The purpose of the commentary is to provide the “back story” for the development, which is often only hinted at, or is written between the lines, in PFPL itself.  To emphasize enduring principles over passing fads, I have refrained from discussing particular languages in the book.  But this makes it difficult for many readers to see the relevance.  One purpose of the commentary is to clarify these connections by explaining why I said what I said.

As a starting point, I explain why I ignore the familiar concept of a “paradigm” in my account of languages.  The idea seems to have been inspired by Kuhn’s (in)famous book The Structure of Scientific Revolutions, and was perhaps a useful device at one time.  But by now the idea of a paradigm is just too vague to be useful, and there are many better ways to explain and systematize language structure.  And so I have avoided it.

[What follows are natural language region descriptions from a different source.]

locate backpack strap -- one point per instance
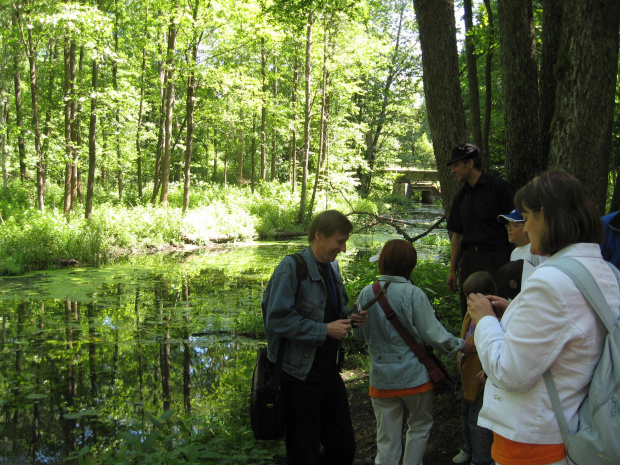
(301, 273)
(390, 315)
(588, 286)
(586, 283)
(301, 270)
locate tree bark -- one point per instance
(586, 75)
(19, 113)
(28, 42)
(488, 85)
(441, 87)
(376, 127)
(160, 135)
(472, 80)
(552, 27)
(304, 179)
(169, 80)
(263, 118)
(189, 112)
(70, 110)
(92, 140)
(520, 85)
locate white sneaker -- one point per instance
(461, 457)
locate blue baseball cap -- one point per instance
(514, 216)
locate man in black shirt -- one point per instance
(478, 242)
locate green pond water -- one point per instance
(87, 353)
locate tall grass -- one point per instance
(31, 240)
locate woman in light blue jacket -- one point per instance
(397, 378)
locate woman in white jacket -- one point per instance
(548, 325)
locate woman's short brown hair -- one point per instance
(329, 223)
(398, 258)
(480, 282)
(569, 214)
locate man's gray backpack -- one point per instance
(597, 441)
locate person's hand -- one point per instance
(452, 284)
(358, 319)
(499, 303)
(338, 329)
(479, 306)
(469, 348)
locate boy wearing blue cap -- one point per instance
(514, 223)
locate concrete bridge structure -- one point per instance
(411, 179)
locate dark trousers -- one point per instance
(472, 261)
(478, 440)
(317, 413)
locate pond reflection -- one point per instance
(88, 354)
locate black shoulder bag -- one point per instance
(436, 369)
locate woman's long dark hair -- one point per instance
(398, 258)
(569, 214)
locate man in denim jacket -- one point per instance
(314, 323)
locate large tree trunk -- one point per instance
(274, 142)
(70, 110)
(488, 86)
(165, 171)
(19, 114)
(441, 87)
(520, 84)
(376, 128)
(552, 27)
(32, 60)
(263, 118)
(189, 113)
(293, 143)
(306, 155)
(92, 141)
(586, 79)
(139, 179)
(472, 80)
(323, 124)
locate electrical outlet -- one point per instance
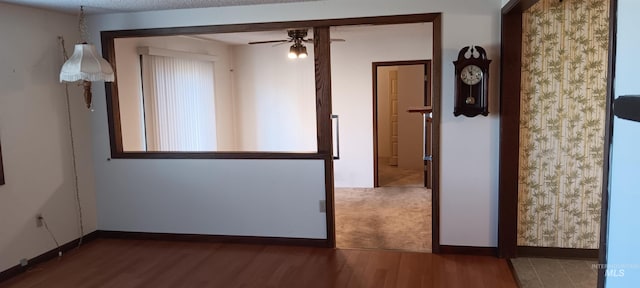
(39, 220)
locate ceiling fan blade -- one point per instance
(282, 42)
(310, 40)
(270, 41)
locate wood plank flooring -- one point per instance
(143, 263)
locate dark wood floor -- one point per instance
(140, 263)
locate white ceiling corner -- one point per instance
(116, 6)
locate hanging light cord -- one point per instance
(73, 148)
(44, 222)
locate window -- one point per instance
(179, 105)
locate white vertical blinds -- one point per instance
(179, 104)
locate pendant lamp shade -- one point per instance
(85, 64)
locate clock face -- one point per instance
(471, 74)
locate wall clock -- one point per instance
(472, 82)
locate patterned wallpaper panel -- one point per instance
(564, 80)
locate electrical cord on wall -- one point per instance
(44, 222)
(73, 149)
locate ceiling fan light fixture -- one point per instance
(293, 52)
(302, 52)
(298, 50)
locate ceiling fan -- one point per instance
(297, 37)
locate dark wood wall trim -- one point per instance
(322, 54)
(553, 252)
(606, 164)
(213, 238)
(1, 168)
(436, 87)
(468, 250)
(263, 26)
(510, 80)
(218, 155)
(51, 254)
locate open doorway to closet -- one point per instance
(397, 216)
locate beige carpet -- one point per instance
(395, 218)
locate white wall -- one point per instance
(623, 243)
(468, 208)
(352, 88)
(36, 146)
(129, 85)
(410, 94)
(275, 99)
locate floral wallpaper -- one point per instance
(563, 94)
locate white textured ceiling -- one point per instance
(113, 6)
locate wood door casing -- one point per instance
(393, 105)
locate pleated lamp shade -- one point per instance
(85, 64)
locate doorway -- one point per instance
(366, 216)
(402, 140)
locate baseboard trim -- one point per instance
(555, 252)
(256, 240)
(51, 254)
(468, 250)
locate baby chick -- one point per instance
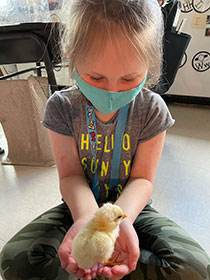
(95, 241)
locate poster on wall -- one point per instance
(193, 77)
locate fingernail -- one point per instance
(133, 266)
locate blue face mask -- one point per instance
(107, 101)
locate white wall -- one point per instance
(195, 81)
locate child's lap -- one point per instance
(162, 243)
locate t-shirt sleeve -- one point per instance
(57, 115)
(157, 118)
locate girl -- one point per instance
(107, 134)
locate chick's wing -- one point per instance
(102, 246)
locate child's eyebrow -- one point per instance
(132, 74)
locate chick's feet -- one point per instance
(112, 262)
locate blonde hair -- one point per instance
(140, 21)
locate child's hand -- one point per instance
(126, 253)
(67, 261)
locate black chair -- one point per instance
(174, 47)
(31, 42)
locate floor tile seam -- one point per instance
(194, 166)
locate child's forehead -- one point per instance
(112, 53)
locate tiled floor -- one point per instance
(181, 192)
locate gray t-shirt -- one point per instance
(148, 116)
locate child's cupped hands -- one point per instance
(67, 261)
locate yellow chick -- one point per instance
(95, 241)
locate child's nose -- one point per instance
(113, 86)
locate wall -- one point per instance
(193, 78)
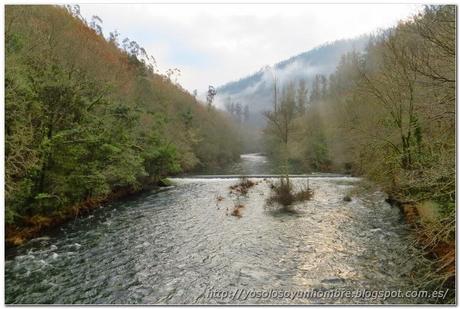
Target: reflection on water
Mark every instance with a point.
(249, 164)
(172, 246)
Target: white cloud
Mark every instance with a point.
(217, 43)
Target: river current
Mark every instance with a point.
(181, 245)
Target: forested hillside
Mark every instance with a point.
(88, 116)
(387, 114)
(254, 92)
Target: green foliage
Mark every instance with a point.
(86, 117)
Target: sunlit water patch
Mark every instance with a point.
(173, 246)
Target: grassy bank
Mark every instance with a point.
(35, 225)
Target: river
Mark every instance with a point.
(181, 246)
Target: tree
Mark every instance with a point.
(210, 95)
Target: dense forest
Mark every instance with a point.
(89, 116)
(387, 113)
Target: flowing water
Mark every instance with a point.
(182, 246)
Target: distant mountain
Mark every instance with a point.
(256, 90)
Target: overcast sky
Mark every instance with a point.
(216, 43)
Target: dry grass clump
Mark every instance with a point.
(283, 193)
(242, 188)
(237, 211)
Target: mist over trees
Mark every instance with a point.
(87, 116)
(387, 113)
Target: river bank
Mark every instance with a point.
(170, 247)
(36, 225)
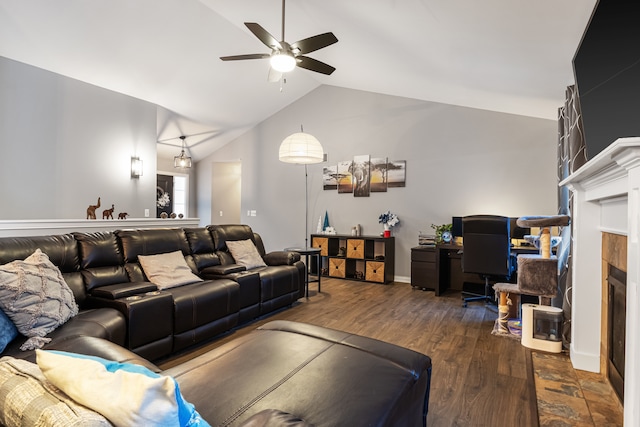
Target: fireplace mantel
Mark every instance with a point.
(606, 193)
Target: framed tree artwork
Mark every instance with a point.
(378, 175)
(396, 173)
(344, 177)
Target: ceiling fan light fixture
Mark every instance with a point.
(182, 161)
(283, 62)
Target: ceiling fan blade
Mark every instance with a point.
(274, 76)
(249, 56)
(314, 43)
(314, 65)
(263, 35)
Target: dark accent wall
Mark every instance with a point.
(607, 73)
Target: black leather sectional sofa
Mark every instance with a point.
(118, 303)
(281, 374)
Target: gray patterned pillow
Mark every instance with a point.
(36, 298)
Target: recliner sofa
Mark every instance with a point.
(118, 301)
(281, 374)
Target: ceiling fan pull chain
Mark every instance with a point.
(283, 20)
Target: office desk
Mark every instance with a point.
(439, 268)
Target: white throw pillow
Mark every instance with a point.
(27, 398)
(36, 298)
(167, 270)
(244, 252)
(126, 394)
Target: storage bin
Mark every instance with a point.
(355, 248)
(375, 271)
(337, 267)
(322, 243)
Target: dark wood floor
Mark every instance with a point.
(478, 379)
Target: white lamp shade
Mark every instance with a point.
(283, 62)
(301, 148)
(182, 161)
(136, 167)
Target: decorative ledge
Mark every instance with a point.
(43, 227)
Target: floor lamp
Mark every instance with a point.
(302, 149)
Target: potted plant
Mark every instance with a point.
(443, 233)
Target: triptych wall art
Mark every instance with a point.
(364, 175)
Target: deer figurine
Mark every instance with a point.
(91, 210)
(108, 213)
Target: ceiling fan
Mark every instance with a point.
(284, 57)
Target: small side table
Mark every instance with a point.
(308, 253)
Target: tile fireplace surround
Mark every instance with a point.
(606, 199)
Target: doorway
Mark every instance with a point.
(226, 179)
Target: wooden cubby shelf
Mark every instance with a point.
(365, 258)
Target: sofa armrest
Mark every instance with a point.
(281, 258)
(223, 270)
(123, 290)
(92, 346)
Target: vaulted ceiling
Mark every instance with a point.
(503, 55)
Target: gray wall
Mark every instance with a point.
(64, 143)
(460, 161)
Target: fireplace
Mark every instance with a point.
(616, 319)
(606, 195)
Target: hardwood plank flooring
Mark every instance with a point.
(478, 379)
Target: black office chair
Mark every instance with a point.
(486, 240)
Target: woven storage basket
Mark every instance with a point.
(375, 271)
(337, 267)
(322, 243)
(355, 248)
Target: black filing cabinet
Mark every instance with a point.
(423, 267)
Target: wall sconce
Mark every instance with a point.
(136, 167)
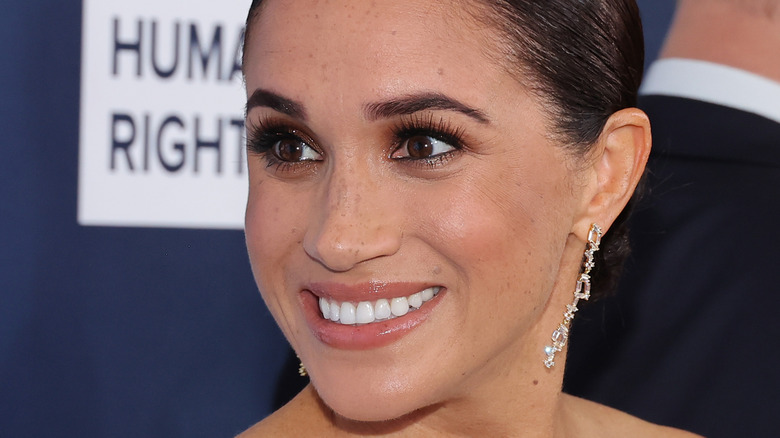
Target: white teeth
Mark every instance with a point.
(415, 300)
(335, 311)
(399, 306)
(325, 308)
(366, 312)
(347, 313)
(382, 309)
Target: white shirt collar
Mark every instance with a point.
(713, 83)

I plan for the commentary to be a living document that I will revise and expand as the need arises.  I hope for it to provide some useful background for readers in general, and teachers in particular.  I wish for the standard undergraduate PL course to evolve from a superficial taxonomy of the weird animals in the language zoo to a systematic study of the general theory of computation.  Perhaps PFPL can contribute to effecting that change.

Update: As I had hoped, I have been making many new additions to the commentary, exposing alternatives, explaining decisions, and expanding on topics in PFPL.  There are also a few errors noted in the errata; so far, nothing major has come up.  (The sections on safety are safely sound.)


Practical Foundations for Programming Languages, Second Edition

April 11, 2016

Today I received my copies of Practical Foundations for Programming Languages, Second Edition on Cambridge University Press.  The new edition represents a substantial revision and expansion of the first edition, including these:

  1. A new chapter on type refinements has been added, complementing previous chapters on dynamic typing and on sub-typing.
  2. Two old chapters were removed (general pattern matching, polarization), and several chapters were very substantially rewritten (higher kinds, inductive and co-inductive types, concurrent and distributed Algol).
  3. The parallel abstract machine was revised to correct an implied extension that would have been impossible to carry out.
  4. Numerous corrections and improvements were made throughout, including memorable and pronounceable names for languages.
  5. Exercises were added to the end of each chapter (but the last).  Solutions are available separately.
  6. The index was revised and expanded, and some conventions systematized.
  7. An inexcusably missing easter egg was inserted.

I am grateful to many people for their careful reading of the text and their suggestions for correction and improvement.

In writing this book I have attempted to organize a large body of material on programming language concepts, all presented in the unifying framework of type systems and structural operational semantics.  My goal is to give precise definitions that provide a clear basis for discussion and a foundation for both analysis and implementation.  The field needs such a foundation, and I hope to have helped provide one.